A preliminary version of the settlement, filed with the court Sunday on the eve of trial, also provides that Boston.com will respect GateHouse's technological measures designed to stop the "copying of any original content." The three-page preliminary settlement between Boston.com and GateHouse provides that Boston.com can still link to GateHouse stories.
Neither side is paying monetary damages, but the settlement is viewed as more favorable to GateHouse than the Times. "In my mind, this is GateHouse getting everything it wants," said David Ardia, director of the Citizen Media Law Project.
He added that the resolution could affect a broad swath of online media companies that link to others' articles. "Media properties are going to ask: 'How did GateHouse and the New York Times work it out?'" Ardia said.
The settlement agreement did not specify what technological measures GateHouse will employ, but by Monday afternoon, GateHouse was blocking traffic from IP addresses associated with The Boston Globe, which runs Boston.com.
Some observers are questioning whether GateHouse's objections made business sense, given that Boston.com was sending traffic to GateHouse sites. "Congratulations, GateHouse, you won. Now, no one's going to know you exist," said cyberlaw expert Eric Goldman, director of the High Tech Law Institute at Santa Clara University.
The dispute between GateHouse and Boston.com began brewing late last year, when Boston.com launched a "hyperlocal" site for the town of Newton--the first of a series of planned neighborhood portals. The site included headlines and first sentences of articles from GateHouse, a Fairport, N.Y.-based company that publishes 125 local news sites in Massachusetts.

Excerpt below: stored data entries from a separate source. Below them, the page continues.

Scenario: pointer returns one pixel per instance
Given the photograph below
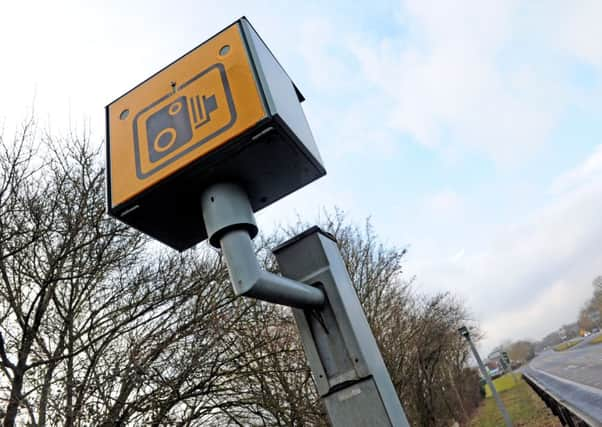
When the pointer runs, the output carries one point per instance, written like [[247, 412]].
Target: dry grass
[[526, 409]]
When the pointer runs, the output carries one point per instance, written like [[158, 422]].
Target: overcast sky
[[468, 131]]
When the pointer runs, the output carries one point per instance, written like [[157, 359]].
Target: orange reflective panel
[[191, 107]]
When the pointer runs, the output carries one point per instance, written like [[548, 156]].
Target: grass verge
[[566, 345], [505, 382], [597, 340], [526, 409]]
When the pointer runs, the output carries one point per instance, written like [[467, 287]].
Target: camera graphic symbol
[[172, 126], [176, 125]]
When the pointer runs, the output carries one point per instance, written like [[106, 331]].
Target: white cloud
[[461, 77], [582, 32], [534, 275]]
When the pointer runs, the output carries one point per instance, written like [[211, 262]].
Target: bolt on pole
[[464, 332]]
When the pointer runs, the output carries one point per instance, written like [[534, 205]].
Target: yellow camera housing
[[225, 111]]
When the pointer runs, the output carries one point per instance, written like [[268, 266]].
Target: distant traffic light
[[505, 360]]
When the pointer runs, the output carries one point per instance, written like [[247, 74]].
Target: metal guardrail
[[569, 411]]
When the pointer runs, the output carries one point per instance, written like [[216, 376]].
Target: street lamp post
[[466, 334]]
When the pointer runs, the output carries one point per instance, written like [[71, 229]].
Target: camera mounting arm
[[230, 224]]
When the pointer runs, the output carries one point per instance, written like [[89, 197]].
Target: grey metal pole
[[496, 396], [230, 225], [348, 369]]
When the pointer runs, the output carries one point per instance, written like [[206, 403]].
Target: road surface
[[573, 377]]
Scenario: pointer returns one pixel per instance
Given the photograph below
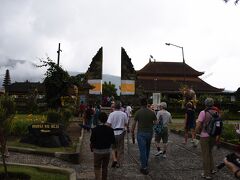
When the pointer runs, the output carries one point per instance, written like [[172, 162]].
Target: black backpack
[[214, 125]]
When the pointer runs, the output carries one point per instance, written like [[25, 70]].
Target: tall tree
[[7, 79], [109, 89], [57, 82]]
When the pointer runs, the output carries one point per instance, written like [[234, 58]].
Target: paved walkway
[[183, 162]]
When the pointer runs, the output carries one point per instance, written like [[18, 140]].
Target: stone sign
[[47, 135]]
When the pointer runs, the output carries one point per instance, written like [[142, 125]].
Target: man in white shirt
[[118, 120]]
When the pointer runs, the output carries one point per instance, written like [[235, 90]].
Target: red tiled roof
[[199, 86], [168, 69]]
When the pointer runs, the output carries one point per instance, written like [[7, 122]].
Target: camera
[[233, 158]]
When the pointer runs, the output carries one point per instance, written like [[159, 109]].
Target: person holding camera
[[206, 141]]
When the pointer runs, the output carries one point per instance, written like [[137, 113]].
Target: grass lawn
[[14, 142], [38, 173], [21, 122], [30, 117]]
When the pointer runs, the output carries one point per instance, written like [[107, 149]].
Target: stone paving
[[183, 162]]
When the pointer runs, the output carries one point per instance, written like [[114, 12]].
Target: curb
[[71, 172]]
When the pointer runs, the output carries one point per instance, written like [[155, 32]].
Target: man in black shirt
[[101, 139]]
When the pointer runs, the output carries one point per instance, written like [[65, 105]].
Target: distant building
[[167, 78]]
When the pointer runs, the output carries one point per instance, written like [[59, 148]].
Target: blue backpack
[[214, 125], [158, 128]]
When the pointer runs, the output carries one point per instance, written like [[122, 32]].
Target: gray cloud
[[206, 29]]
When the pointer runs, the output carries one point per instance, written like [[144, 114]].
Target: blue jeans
[[144, 142]]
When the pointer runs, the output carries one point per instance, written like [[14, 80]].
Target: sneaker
[[213, 171], [195, 142], [184, 142], [114, 164], [158, 153], [144, 171], [205, 177]]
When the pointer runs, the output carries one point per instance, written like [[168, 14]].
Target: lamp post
[[169, 44]]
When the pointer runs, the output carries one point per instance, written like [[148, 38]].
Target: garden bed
[[35, 173]]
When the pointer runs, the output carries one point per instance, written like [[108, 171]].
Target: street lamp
[[169, 44]]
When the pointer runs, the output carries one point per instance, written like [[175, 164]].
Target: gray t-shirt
[[145, 118], [165, 116]]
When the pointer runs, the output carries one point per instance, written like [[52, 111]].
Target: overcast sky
[[208, 31]]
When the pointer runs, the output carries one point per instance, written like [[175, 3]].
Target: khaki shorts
[[163, 136], [119, 141]]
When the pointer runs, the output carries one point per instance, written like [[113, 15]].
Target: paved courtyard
[[183, 162]]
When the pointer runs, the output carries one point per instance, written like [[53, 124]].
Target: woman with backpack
[[207, 140]]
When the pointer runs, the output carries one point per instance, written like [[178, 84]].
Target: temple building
[[168, 78]]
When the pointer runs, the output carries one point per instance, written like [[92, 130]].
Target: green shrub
[[20, 123]]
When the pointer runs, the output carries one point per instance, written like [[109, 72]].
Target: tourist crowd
[[108, 133]]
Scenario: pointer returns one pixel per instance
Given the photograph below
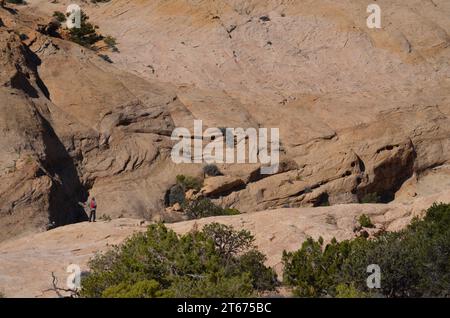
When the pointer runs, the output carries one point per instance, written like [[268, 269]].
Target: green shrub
[[365, 221], [204, 207], [59, 16], [414, 262], [159, 263], [110, 41], [348, 291], [189, 182]]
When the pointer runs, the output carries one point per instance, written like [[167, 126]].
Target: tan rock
[[220, 185]]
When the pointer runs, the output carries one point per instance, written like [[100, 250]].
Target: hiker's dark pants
[[92, 216]]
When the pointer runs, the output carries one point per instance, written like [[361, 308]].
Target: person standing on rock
[[92, 209]]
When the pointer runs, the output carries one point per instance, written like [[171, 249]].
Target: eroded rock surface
[[360, 111]]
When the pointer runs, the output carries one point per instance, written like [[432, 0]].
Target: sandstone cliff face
[[27, 264], [360, 111]]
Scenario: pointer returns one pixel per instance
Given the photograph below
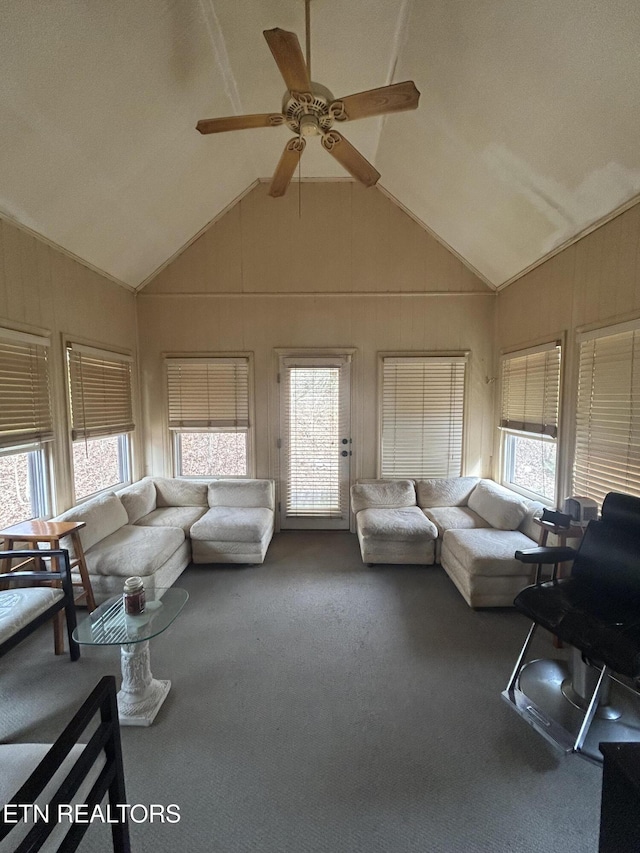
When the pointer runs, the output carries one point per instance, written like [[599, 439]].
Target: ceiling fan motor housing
[[307, 113]]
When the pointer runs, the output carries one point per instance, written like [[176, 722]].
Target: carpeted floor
[[320, 706]]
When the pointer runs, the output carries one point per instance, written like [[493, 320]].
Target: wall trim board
[[627, 205], [68, 254], [351, 294]]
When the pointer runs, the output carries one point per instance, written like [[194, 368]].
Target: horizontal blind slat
[[25, 413], [607, 448], [422, 416]]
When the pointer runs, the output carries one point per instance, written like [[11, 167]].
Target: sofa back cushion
[[392, 494], [242, 493], [138, 499], [445, 491], [103, 516], [171, 491], [497, 505]]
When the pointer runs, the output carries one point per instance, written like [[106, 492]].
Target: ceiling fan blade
[[287, 166], [374, 102], [350, 158], [287, 53], [222, 125]]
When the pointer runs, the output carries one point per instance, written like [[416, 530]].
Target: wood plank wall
[[44, 291], [337, 266], [595, 282]]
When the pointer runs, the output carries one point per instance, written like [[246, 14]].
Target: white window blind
[[607, 453], [422, 416], [25, 410], [100, 392], [208, 393], [315, 486], [531, 390]]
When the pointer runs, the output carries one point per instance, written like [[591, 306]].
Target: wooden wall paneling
[[15, 295]]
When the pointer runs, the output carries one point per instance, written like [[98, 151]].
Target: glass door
[[315, 444]]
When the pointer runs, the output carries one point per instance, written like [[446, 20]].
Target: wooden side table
[[51, 533]]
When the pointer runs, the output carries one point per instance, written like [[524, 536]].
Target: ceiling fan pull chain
[[307, 26], [300, 180]]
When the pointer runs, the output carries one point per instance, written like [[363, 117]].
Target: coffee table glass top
[[109, 625]]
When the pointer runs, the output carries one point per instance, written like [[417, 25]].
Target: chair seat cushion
[[605, 629], [233, 524], [134, 550], [396, 524], [487, 551], [19, 607]]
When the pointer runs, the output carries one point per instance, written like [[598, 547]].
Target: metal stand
[[571, 710]]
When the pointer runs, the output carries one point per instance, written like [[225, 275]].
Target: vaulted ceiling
[[527, 134]]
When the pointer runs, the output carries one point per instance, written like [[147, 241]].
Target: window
[[209, 416], [422, 416], [26, 426], [607, 453], [530, 381], [101, 418]]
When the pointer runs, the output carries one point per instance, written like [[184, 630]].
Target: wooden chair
[[66, 773], [40, 596]]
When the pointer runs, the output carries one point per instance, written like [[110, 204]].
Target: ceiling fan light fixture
[[309, 126]]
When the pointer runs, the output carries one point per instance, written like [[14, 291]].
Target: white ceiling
[[527, 133]]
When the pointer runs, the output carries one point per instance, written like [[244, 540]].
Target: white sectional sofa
[[157, 526], [477, 526]]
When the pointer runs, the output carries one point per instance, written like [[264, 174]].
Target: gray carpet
[[320, 706]]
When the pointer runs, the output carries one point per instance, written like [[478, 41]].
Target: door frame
[[314, 352]]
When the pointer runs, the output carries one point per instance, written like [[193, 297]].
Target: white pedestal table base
[[141, 695]]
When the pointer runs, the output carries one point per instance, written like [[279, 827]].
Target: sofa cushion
[[241, 493], [173, 516], [401, 523], [445, 491], [534, 510], [172, 491], [454, 518], [103, 516], [19, 607], [501, 508], [134, 550], [391, 494], [138, 499], [486, 551], [233, 524]]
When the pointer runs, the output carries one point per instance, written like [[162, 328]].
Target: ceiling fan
[[310, 109]]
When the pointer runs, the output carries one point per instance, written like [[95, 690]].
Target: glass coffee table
[[141, 695]]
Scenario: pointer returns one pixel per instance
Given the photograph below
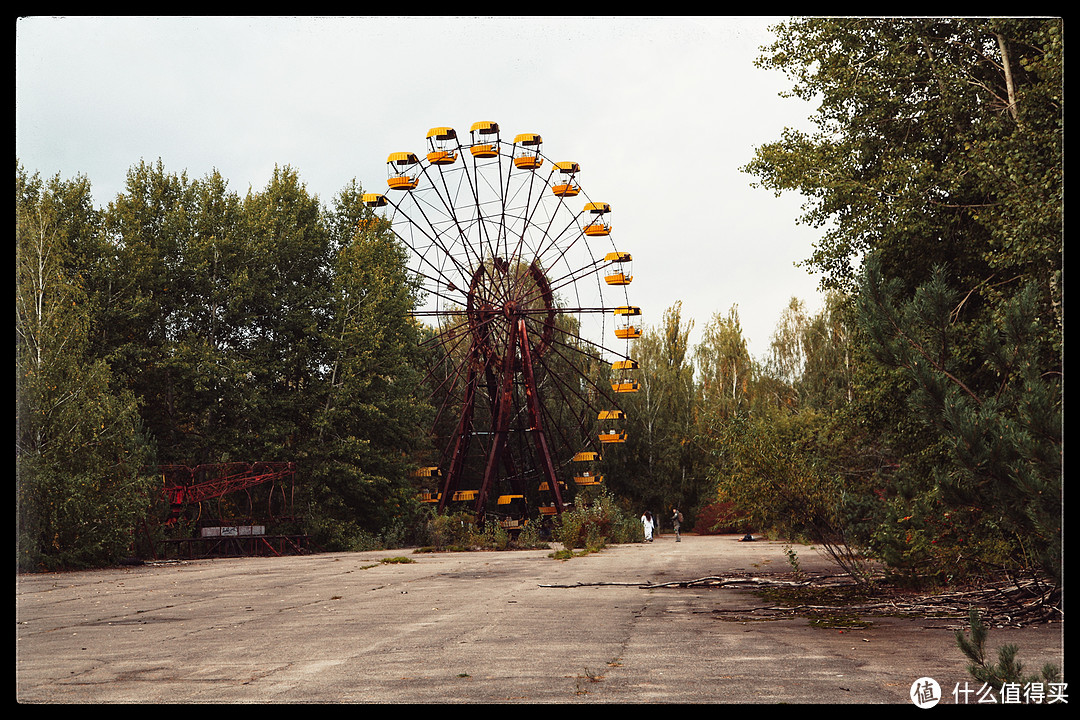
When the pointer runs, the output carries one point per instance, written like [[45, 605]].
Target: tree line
[[916, 420], [185, 324]]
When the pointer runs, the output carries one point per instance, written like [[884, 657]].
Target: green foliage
[[998, 416], [1008, 669], [720, 517], [79, 444], [594, 525], [778, 471], [935, 174]]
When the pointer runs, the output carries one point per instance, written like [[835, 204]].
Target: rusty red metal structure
[[258, 496]]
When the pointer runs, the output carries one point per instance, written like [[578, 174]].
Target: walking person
[[647, 526]]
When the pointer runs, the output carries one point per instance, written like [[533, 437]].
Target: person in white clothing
[[648, 526]]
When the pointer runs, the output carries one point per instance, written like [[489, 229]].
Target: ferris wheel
[[525, 295]]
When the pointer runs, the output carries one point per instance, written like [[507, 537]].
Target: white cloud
[[659, 111]]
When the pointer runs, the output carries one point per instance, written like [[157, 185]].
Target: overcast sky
[[660, 112]]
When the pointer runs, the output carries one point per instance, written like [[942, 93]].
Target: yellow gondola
[[484, 148], [528, 158], [628, 330], [621, 382], [620, 273], [597, 228], [439, 139], [566, 187], [611, 434], [429, 496], [399, 165]]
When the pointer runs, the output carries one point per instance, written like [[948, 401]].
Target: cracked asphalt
[[488, 627]]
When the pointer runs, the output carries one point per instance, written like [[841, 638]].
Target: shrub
[[718, 518]]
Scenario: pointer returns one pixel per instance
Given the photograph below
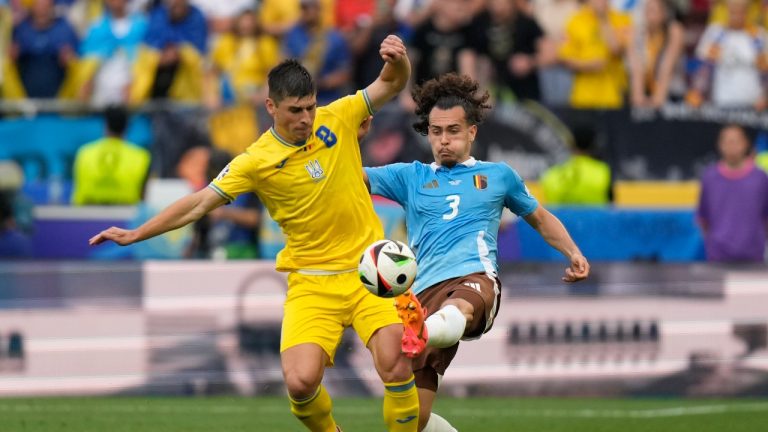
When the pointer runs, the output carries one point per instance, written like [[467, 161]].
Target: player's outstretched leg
[[412, 314], [401, 400], [315, 411], [303, 367]]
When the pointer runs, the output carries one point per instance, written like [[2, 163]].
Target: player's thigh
[[483, 292], [313, 314], [303, 366], [370, 312]]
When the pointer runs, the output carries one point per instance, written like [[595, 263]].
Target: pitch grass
[[229, 414]]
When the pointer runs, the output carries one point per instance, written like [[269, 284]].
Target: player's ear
[[271, 106], [472, 133]]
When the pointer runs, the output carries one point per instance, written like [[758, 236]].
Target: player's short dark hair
[[116, 117], [290, 79], [448, 91]]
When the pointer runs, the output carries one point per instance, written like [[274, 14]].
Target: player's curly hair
[[448, 91]]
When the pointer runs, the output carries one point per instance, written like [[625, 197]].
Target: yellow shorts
[[318, 308]]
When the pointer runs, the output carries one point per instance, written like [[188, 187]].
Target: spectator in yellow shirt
[[582, 179], [110, 171], [596, 38], [241, 60]]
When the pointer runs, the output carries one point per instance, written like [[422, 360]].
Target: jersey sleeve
[[517, 198], [352, 109], [389, 181], [236, 178]]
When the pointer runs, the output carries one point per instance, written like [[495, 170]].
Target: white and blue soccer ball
[[387, 268]]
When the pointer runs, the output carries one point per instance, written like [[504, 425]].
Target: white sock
[[438, 424], [445, 327]]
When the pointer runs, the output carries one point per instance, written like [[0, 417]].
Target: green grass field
[[363, 415]]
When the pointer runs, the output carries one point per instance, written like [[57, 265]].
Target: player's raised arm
[[394, 75], [554, 233], [182, 212]]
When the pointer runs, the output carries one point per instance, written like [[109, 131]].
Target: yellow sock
[[401, 406], [315, 411]]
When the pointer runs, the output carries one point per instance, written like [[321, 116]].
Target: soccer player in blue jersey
[[453, 210]]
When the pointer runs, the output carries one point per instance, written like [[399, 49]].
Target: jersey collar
[[469, 163], [285, 141]]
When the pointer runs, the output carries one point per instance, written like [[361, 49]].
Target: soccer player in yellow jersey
[[307, 171]]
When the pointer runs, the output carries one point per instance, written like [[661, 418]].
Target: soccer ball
[[387, 268]]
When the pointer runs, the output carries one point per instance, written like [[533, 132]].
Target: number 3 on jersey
[[453, 203]]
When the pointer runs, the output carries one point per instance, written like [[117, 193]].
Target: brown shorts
[[483, 291]]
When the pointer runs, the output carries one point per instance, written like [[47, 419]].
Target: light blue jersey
[[452, 214]]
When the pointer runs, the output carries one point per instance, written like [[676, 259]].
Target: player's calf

Other online publishers, ranging from the left-wing Drudge Retort (an alternative to the conservative Drudge Report) to The Huffington Post to Google News, have gotten into disputes with media companies by reprinting excerpts of their articles. But while flare-ups have occasionally drawn media attention or landed in court, there's little case law addressing whether snippets infringe on copyright.
A lawsuit by Agence France Presse against Google News for aggregating headlines and posting excerpts of news articles settled before trial. The Associated Press also complained about Google's use of excerpts, but the two companies struck a licensing agreement.
The New York Times Co. has until March 1 to purge previous headlines and first sentences of GateHouse articles from Boston.com. The companies are expected to reach a more detailed settlement agreement by Friday.